- Original title: Хористка
- Country: Russia
- Language: Russian

Publication
- Published in: Oskolki
- Publication date: 18 (old style: 5) July 1886

= The Chorus Girl =

"The Chorus Girl" (Хористка) is an 1886 short story by Anton Chekhov.

==Publication==
The story was first published in Oskolkis No. 14 (18 July 1886) and was originally titled Pevichka (Певичка). In a radically revised version the story was included in the Posrednik Publishers' 1893 anthology Put-doroga (Путь-дорога, Long Road). Chekhov made some more changes to the text before he included the story in Volume 2 of his Collected Works, published by Adolf Marks in 1899–1901.

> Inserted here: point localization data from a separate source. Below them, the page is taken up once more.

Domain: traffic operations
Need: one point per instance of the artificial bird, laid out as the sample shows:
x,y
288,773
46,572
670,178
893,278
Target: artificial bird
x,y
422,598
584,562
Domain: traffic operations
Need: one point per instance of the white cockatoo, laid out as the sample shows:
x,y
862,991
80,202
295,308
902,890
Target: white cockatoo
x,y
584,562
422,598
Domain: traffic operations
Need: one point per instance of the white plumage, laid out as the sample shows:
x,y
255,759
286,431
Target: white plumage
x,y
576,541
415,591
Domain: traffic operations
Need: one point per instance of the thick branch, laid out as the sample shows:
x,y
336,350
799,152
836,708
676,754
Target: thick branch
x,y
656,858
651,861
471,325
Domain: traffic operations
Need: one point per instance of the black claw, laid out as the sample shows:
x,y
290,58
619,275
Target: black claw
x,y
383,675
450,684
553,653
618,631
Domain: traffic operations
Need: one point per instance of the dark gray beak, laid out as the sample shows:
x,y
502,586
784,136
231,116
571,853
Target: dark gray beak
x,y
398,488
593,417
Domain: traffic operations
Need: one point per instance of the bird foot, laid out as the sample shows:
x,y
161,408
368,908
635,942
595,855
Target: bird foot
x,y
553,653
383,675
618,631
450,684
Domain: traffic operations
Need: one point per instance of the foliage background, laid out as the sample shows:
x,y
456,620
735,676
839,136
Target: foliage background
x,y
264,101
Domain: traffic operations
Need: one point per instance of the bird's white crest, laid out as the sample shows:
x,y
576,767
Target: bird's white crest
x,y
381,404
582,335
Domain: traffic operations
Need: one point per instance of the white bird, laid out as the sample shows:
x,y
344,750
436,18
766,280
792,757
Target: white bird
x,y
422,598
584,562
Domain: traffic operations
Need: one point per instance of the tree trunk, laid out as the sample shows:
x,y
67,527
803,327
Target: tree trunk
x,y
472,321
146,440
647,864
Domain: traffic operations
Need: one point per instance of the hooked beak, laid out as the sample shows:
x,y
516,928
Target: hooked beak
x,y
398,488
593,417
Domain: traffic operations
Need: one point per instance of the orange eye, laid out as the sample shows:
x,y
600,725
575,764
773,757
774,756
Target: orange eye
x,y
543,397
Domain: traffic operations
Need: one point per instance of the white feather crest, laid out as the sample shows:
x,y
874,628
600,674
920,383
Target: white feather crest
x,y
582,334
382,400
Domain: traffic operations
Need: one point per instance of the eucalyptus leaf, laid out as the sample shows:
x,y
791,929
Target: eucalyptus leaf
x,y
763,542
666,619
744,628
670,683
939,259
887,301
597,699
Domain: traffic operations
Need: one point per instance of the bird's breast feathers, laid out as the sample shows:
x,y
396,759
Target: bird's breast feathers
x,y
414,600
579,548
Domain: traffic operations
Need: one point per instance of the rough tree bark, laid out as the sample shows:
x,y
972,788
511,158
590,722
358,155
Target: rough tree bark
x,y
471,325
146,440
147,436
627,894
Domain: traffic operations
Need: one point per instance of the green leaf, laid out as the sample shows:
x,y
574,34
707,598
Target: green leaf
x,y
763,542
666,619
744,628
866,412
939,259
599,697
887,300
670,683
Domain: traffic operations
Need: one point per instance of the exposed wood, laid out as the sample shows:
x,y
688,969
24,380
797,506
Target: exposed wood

During the first revision Chekhov made changes that rendered the story more serious. The critic E.A. Polotskaya commented that "Out of a humorous episode of the life of a promiscuous woman he made a lyrical, sad story of a hard done by and deeply insulted human being," targued.

==Plot summary==
The singer Pasha's quiet evening with an admirer, Kolpakov, is interrupted by a visitor who reveals that she is Kolpakov's wife. She demands to see her husband, who has hidden in another room, then bombards Pasha with insults and demands that she return all the gifts Kolpakov has given her in order to raise funds to replace the money he has embezzled. Scared and overwhelmed, Pasha gives her all the presents that she has received from all her male guests, though Kolpakov has brought her only two very modest items. After the woman leaves Pasha reproaches Kolpakov, only to be confronted with disdain, as he proclaims: "And this saintly woman was on the verge of throwing herself on her knees before a lowly worm like you! ... For this I shall never forgive myself."